Disparity with the co-offender’s sentence

[33] As Ms Young conceded, there is a significant hurdle for the appellant, in that his co-offender was 16 years old and was therefore dealt with in the Youth Court. That jurisdiction, for obvious reasons, takes a quite different approach. I also note the respondent’s submission that there was a significant difference in the appellant’s offending, in that the appellant threw a rock at the victim, whereas SF did not. That aside, disparity between sentences received by co-offenders will not necessarily result in a successful appeal, if the sentence that was imposed is not itself excessive. In my view, the focus must remain, in each case, on its own facts and on whether the appellant’s sentence was manifestly excessive.

Bail conditions

[34] The final matter raised by Ms Young was the appellant’s bail conditions. He was subject to a curfew from 6pm to 7am for a period of ten months. Clearly, and as Ms Young properly acknowledged, his circumstances are quite different from those

where a person is restricted to a single address, day and night, or subject to electronically monitored bail which severely restricts movement.

[35] Save for the matter that I will come to shortly, I am not satisfied that the sentence in this case was manifestly excessive.
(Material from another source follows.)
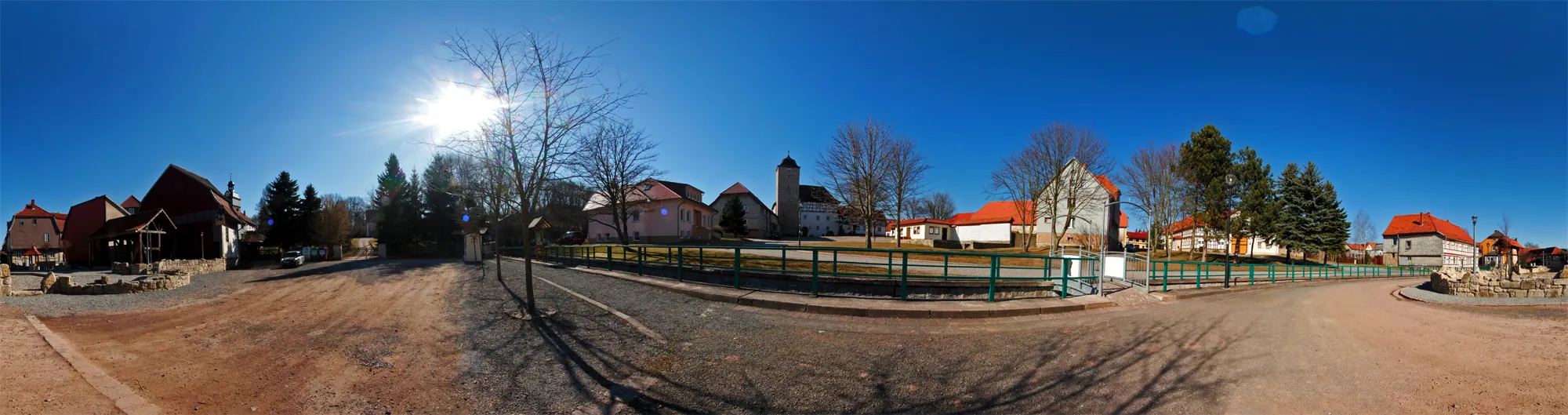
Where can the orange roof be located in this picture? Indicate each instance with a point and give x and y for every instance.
(34, 211)
(1009, 209)
(1423, 224)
Events after the offending

[36] In the absence of the matters referred to in the psychologist’s report, and in particular the report from Mr Osborne as to the counselling the appellant has undertaken, at his own instigation, since the offending, I would have accepted Ms Anderson’s submission that the end sentence was within range, and dismissed his appeal against sentence.
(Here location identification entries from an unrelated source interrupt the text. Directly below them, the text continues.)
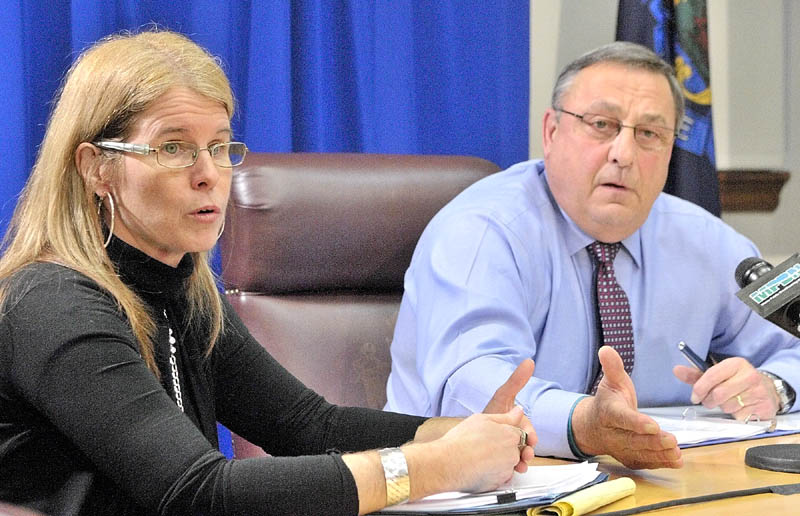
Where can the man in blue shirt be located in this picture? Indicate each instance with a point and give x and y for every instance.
(502, 273)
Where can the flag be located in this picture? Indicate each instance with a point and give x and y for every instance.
(677, 31)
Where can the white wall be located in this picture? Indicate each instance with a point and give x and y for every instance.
(754, 56)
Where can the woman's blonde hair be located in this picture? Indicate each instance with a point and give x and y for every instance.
(57, 219)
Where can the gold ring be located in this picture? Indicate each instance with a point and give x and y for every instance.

[37] However, I have concluded that those two reports are significant and point to a different outcome. The sentencing Judge was not aware of the appellant’s counselling with Mr Osborne, nor was he aware of the very positive outcome of that counselling. I am satisfied that if the Judge had been aware of the counselling, and the appellant’s response to it, he would have taken a different approach to sentencing and that a greater discount would have been given to reflect the substantial progress the appellant has made – without any Court intervention.

[38] Accordingly, in the circumstances of this case, which I believe to be almost unique, I have concluded that the appeal against sentence should be allowed.

[39] While I do not have an approved address for a sentence of home detention I have concluded that the sentence imposed should have been no more than two years imprisonment and that home detention should therefore have been considered.

[40] A sentence of 12 months home detention would, in my view, be an appropriate response to the appellant’s offending and would also meet the purposes of sentencing of encouraging the appellant’s rehabilitation and reintegration into society. It will also suitably meet the need for deterrence and denunciation.

[41] In all of the circumstances I consider it appropriate to allow the appeal. The sentence of two years and four months imprisonment is quashed and a sentence of two years imprisonment is imposed in its place.

[42] I also direct that, in the event that a suitable address for a sentence of home detention is available then the sentence of two years imprisonment is to be replaced by a sentence of 12 months home detention. Such a sentence is to be subject to the standard conditions for home detention but also to special conditions that:

(a) The appellant is to attend and complete an appropriate alcohol and drug counselling or treatment programme to the satisfaction of his probation officer and the programme provider. Details of the appropriate programme are to be determined by the probation officer.

(b) The appellant is to undertake and complete any other counselling, treatment, or educational programme to the satisfaction of the probation officer and programme provider. Details of the treatment, counselling, or educational programme are to be determined by the probation officer.

(c) The appellant is not to purchase, possess, or consume alcohol or illicit drugs for the duration of the sentence of home detention.